The US budget for 2023 has two small but significant provisions for Pakistan, including $15 million for improving security along the Afghan border and an unspecified amount of funds to promote gender equality in the country.
The first pledge underlines Washington’s desire to help Islamabad curb terrorist attacks from Afghanistan that have become a major threat for Pakistan.
The second, an unspecified amount from a $200m fund set aside to promote gender equality, indicates the possibility of further US engagement in social developments.

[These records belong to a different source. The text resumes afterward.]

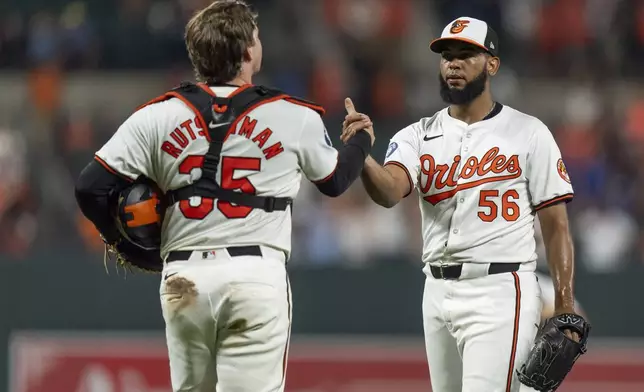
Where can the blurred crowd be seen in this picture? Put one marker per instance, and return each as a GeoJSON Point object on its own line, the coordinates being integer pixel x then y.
{"type": "Point", "coordinates": [582, 59]}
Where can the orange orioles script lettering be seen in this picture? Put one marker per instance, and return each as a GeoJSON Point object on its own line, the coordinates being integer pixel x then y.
{"type": "Point", "coordinates": [491, 167]}
{"type": "Point", "coordinates": [190, 130]}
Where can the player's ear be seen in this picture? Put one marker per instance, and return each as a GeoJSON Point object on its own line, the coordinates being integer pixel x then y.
{"type": "Point", "coordinates": [493, 64]}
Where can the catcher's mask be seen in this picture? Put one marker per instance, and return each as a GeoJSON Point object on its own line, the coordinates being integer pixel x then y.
{"type": "Point", "coordinates": [139, 215]}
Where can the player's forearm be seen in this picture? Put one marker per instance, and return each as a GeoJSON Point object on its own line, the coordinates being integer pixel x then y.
{"type": "Point", "coordinates": [560, 254]}
{"type": "Point", "coordinates": [380, 184]}
{"type": "Point", "coordinates": [94, 188]}
{"type": "Point", "coordinates": [351, 158]}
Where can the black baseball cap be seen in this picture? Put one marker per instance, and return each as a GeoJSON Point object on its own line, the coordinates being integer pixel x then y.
{"type": "Point", "coordinates": [470, 30]}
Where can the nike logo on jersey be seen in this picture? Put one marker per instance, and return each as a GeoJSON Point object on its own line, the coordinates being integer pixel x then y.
{"type": "Point", "coordinates": [428, 138]}
{"type": "Point", "coordinates": [212, 125]}
{"type": "Point", "coordinates": [492, 167]}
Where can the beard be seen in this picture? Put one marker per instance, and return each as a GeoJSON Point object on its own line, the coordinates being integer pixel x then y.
{"type": "Point", "coordinates": [467, 94]}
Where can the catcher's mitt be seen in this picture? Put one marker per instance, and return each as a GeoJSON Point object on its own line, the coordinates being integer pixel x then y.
{"type": "Point", "coordinates": [554, 354]}
{"type": "Point", "coordinates": [139, 215]}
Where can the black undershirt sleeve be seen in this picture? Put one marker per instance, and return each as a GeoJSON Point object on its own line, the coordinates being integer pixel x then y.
{"type": "Point", "coordinates": [351, 159]}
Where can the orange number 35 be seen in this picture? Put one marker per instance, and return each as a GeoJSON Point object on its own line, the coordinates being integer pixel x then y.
{"type": "Point", "coordinates": [509, 209]}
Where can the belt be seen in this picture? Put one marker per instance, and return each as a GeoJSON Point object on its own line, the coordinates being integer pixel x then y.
{"type": "Point", "coordinates": [233, 251]}
{"type": "Point", "coordinates": [454, 271]}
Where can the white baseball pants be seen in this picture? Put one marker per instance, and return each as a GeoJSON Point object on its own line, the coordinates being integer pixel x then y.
{"type": "Point", "coordinates": [479, 330]}
{"type": "Point", "coordinates": [227, 321]}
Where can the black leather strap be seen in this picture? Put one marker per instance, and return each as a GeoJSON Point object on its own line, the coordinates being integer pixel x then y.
{"type": "Point", "coordinates": [454, 271]}
{"type": "Point", "coordinates": [233, 251]}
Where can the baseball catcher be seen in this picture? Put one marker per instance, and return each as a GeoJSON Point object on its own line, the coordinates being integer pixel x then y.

As 2022 ends, one thing is obvious: neither the United States nor Pakistan are seeking the revival of an all-embracing relationship that existed during the Cold War, the Soviet occupation of Afghanistan and in the war against terror. Instead, both are looking for a stable relationship based on “shared concerns” and interests, as the US State Department said at a recent news briefing.

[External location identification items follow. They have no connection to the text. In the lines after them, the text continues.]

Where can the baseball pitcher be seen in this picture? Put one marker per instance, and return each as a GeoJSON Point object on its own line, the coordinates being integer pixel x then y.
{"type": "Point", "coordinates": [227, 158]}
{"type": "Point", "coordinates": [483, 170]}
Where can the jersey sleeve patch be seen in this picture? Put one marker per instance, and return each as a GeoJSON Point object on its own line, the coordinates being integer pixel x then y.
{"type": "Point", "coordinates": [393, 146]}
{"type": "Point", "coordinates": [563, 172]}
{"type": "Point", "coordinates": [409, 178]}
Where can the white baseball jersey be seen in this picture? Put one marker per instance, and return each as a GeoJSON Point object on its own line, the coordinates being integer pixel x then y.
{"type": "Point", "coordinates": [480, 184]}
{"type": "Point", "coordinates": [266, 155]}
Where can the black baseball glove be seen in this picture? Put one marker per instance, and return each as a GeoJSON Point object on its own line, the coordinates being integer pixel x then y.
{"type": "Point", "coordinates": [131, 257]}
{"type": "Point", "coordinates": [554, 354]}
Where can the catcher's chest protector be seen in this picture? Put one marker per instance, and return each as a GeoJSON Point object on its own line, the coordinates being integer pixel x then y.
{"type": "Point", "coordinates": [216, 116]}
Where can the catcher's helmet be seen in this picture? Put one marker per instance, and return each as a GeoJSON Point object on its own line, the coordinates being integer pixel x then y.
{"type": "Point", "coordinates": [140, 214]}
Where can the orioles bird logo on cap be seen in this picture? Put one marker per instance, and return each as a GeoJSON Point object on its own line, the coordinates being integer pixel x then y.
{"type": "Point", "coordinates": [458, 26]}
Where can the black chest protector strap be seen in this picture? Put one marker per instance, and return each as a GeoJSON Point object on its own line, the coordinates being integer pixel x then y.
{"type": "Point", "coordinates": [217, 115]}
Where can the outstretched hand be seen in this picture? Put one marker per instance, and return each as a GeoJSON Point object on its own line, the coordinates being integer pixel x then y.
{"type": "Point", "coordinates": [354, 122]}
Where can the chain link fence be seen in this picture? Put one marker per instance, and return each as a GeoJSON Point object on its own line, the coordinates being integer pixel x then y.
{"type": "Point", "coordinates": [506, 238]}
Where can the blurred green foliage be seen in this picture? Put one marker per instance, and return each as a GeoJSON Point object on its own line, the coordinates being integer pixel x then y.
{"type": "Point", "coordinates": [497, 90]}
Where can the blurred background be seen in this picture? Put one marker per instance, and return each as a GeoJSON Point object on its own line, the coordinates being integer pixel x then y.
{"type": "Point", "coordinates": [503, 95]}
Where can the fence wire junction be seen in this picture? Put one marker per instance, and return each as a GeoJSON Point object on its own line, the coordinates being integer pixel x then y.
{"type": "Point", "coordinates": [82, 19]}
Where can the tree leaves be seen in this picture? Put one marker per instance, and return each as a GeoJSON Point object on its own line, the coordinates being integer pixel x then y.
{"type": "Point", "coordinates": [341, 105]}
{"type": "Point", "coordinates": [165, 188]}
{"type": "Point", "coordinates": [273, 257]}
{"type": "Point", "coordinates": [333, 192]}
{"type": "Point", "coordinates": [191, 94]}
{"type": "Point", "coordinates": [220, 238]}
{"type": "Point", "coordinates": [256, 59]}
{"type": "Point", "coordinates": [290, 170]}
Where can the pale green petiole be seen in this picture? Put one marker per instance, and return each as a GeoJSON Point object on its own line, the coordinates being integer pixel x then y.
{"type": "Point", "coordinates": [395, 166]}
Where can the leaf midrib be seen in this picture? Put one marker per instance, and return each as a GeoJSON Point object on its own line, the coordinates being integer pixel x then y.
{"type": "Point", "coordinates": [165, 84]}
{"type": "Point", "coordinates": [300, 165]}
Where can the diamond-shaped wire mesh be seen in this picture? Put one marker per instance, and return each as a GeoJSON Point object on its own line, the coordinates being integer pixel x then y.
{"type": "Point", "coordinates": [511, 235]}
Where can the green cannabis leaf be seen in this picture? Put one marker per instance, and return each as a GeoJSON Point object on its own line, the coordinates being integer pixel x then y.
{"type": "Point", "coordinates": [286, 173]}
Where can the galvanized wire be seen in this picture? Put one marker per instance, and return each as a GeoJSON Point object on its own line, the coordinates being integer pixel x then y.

“The government of Pakistan is a partner when it comes to these shared concerns, including the challenge of terrorist groups inside Afghanistan… terrorist groups along the Afghan-Pakistan border… we stand ready to assist, whether with this unfolding situation or other situations,” the department’s spokesperson Ned Price had said.
During a visit to the US Congress earlier this month, Foreign Minister Bilawal Bhutto-Zardari told Dawn that senior US lawmakers had also expressed their desire to “help Pakistan enhance border security to prevent cross-border attacks from Afghanistan”.
This underlines a growing consensus between the US and Pakistan on discouraging terrorism, but there are areas where their interests do not align, particularly on India and China.
At several briefings during 2022, US officials hailed India as a “global partner” while acknowledging that Pakistan too was a key partner in a sensitive region.
In doing so, US officials made it clear that this was “not a zero sum” game, which would have required Washington to have a relationship with either India or Pakistan. Instead, they insisted that Washington would like to continue its ties with both. https://www.dawn.com/news/card/1722162 The Americans, however, also realise the limitations of their influence on India, stating that they cannot use this influence to persuade New Delhi to do something it does not want to do. They made it obvious that they cannot force Delhi to change its position on India-held Kashmir.
Another major issue on which the US and Pakistan disagree with each other is that of China.
In 2022, the Biden administration issued its national security strategy, which identified China as the “biggest geopolitical challenge” for the US and sought global support for reversing China’s growing influence.
In his introductory note for the US National Defence Strategy 2022, Defence Secretary Lloyd J. Austin said that Washington was seeking a major defence partnership with India to enhance its ability to deter China’s “aggression” and ensure free and open access to the Indian Ocean region.
But other US officials acknowledged Pakistan’s strong ties with China, adding that they do not expect Islamabad to abandon Beijing for improving its ties with Washington. So, they said, the US was comfortable with Pakistan having ties with both Beijing and Washington.